Exploring biodiversity is important not only to increase our understanding of the process of biological evolution, but also to learn about biological resources and environments, which are important for survival of the human race. Living organisms differ from one another, and groups of similar organisms form populations and species. Based on their affinities and phylogenetic relationships, species are classified by taxonomic rank (e.g., “genus”, “family” etc.). Species, one of the basic units of taxonomy, evolved under the constraint of phylogenetic relationships. Therefore, an integrated approach toward understanding phylogenetic relationships and characteristic features of species is essential to increase our understanding of biodiversity. The Tsukuba Botanical Garden is conducting studies on biodiversity that consider both phylogenetic relationships and characteristic features of plant species. An intermediate report on the results of research activities conducted by the National Museum of Nature and Science, as part of the comprehensive research program “Integrated Research on the Molecular Phylogeny and Classification of all Living Organisms”, is provided below.

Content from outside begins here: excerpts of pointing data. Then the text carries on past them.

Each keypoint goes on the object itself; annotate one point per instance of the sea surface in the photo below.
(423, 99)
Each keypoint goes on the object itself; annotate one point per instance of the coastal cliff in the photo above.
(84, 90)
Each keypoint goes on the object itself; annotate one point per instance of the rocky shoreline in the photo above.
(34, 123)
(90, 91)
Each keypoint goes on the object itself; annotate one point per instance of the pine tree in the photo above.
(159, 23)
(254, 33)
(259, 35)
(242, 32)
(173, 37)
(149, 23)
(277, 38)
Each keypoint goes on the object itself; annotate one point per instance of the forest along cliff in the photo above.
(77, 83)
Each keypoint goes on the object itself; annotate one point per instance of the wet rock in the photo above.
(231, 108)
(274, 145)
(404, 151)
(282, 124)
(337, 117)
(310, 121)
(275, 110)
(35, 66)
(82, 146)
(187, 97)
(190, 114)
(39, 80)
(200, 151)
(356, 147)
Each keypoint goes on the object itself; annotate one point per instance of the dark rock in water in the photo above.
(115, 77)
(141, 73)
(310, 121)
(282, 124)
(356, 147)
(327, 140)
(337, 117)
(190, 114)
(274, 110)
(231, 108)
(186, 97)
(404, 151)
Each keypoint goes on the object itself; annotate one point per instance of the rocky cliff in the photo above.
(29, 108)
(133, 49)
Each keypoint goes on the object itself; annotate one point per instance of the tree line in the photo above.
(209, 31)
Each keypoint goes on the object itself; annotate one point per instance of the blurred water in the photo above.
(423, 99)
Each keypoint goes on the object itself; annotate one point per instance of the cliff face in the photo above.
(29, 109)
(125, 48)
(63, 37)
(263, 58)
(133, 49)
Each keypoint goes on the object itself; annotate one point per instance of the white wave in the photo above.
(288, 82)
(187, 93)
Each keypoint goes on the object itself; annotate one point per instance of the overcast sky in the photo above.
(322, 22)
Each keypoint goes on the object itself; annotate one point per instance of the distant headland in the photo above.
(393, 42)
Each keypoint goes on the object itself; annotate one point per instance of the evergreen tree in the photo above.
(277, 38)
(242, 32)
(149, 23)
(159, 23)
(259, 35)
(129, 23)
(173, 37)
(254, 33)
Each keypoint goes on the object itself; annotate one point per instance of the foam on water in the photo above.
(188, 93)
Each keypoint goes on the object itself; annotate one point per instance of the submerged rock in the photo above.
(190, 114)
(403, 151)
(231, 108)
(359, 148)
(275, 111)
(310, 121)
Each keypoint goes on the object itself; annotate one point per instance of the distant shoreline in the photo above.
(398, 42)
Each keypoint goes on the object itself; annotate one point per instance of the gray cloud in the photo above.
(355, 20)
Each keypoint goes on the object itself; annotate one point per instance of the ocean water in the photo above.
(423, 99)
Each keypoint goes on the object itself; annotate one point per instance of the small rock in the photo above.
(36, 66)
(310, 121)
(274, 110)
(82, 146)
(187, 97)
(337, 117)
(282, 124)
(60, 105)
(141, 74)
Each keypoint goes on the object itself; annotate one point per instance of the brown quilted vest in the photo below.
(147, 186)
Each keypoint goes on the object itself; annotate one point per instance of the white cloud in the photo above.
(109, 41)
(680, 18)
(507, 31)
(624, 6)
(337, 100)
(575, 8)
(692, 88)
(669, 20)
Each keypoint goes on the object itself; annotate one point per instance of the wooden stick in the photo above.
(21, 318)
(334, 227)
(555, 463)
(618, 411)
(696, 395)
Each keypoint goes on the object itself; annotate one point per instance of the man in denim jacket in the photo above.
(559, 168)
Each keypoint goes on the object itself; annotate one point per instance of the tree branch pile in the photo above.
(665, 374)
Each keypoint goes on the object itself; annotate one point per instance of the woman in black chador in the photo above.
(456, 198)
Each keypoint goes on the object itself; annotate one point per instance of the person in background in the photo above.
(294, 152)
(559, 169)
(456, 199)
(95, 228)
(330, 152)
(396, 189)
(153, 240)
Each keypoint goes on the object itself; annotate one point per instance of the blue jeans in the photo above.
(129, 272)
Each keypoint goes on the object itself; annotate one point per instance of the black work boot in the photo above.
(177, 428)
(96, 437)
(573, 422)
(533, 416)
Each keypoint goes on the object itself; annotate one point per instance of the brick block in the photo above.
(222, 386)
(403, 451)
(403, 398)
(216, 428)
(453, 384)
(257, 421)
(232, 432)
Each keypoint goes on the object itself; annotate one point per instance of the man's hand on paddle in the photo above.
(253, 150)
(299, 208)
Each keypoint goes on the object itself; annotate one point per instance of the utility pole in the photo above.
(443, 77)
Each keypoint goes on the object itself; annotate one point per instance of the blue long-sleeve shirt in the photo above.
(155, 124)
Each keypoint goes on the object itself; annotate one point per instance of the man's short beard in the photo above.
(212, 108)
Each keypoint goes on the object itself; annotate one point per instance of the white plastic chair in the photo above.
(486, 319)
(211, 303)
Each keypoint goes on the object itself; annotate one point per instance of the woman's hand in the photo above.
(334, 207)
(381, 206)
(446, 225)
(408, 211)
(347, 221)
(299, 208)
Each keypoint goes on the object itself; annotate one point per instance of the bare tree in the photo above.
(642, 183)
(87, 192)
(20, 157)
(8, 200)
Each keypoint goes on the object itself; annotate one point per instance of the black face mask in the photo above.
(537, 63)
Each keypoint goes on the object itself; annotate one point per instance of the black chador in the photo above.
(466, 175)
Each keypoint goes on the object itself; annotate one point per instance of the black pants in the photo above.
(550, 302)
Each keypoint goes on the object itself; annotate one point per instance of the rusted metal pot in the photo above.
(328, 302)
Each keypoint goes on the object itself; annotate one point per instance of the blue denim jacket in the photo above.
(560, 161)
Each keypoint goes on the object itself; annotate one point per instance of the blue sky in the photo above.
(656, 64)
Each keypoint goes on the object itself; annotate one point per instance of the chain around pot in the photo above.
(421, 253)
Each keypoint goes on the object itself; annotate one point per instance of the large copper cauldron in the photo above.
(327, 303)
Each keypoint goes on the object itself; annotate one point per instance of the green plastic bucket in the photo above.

Osmunda lancea is a rheophyte, which is adapted to the ecologically specialized river-bank subject to periodical flooding with swift turbulence after heavy rains. Rhododendron indicum, which is popular as ornamental plants in Japan, is also a rheophyte. All of the approximately 1,000 species of rheophytes that have been discovered to date have streamlined leaves or leaf blades. This is an adaptation that helps rheophytic plants withstand the increase in water pressure when they get submerged due to rapid flooding of the river caused by heavy rains. Although O. lancea is suggested to have evolved from O. japonica, many details about the species still remain unknown, e.g., where, when, how many times, and from which groups O. lancea was evolved, and how adaptive characters such as narrow leaves (leaf blades) evolved during the evolution. These researches are important to enhance understanding of rheophytic plants and of adaptive evolution in organisms as well.
Liparis is cosmopolitan genus and includes 320 species worldwide. Approximately 15 species are distributed in Japan. Liparis kumokiri is frequently seen in wild in Japan. Several Liparis species, such as L. makinoana, have fascinated researchers and other flower enthusiasts. There are several taxonomic problems and some unknown species exist in Japan. DNA analyses and morphological comparisons of several Liparis species led to the discovery of two new species. One new species, L. purpureovittata, closely resembles L. kumokiri but the flowers of L. purpureovittata are somewhat sparse in the flower stalk, the labellum abruptly dilated above the base (gradually dilated in L, kumokiri) and the center of the labellum base has a purple spot (uniformly pale green in L. kumokiri). Molecular analyses revealed that L. purpureovittata are genetically differed from L. kumokiri. The other new species, L. koreojaponica, is distributed in northern part of Japan and South Korea. It closely resembles L. fujisanensis, but the flowers of L. koreojaponica are larger and are more sparsely attached in the stalk. The species is genetically close but distinct from L. fujisanensis in several chloroplast markers examined. Phylogenetic analysis of several species of Liparis using multiple genes revealed that L. kumokiri, L. purpureovittata, L. fujisanensis, and L. koreojaponica are closely related and they are apart from L. makinoana and L. japonica. The research is unraveling the systematics and classification of the Liparis, as well as providing information on diagnostic characters that is important for classification.
Taxonomy classifies biodiversity based on a classification system. As information on biodiversity will increase in the future, it is important to create a highly versatile and efficient system that facilitates usage of this information. The system must integrate various information; phylogenetic trees; classification systems; taxonomic keys; characteristics; usages; descriptions and photographs of key characters for speciation; knowledge and finding sources related to evolution. The National Museum of Nature and Science will play an important role in creating and maintaining an integrated bioinformatics system that utilizes an electronic database for biodiversity-related information.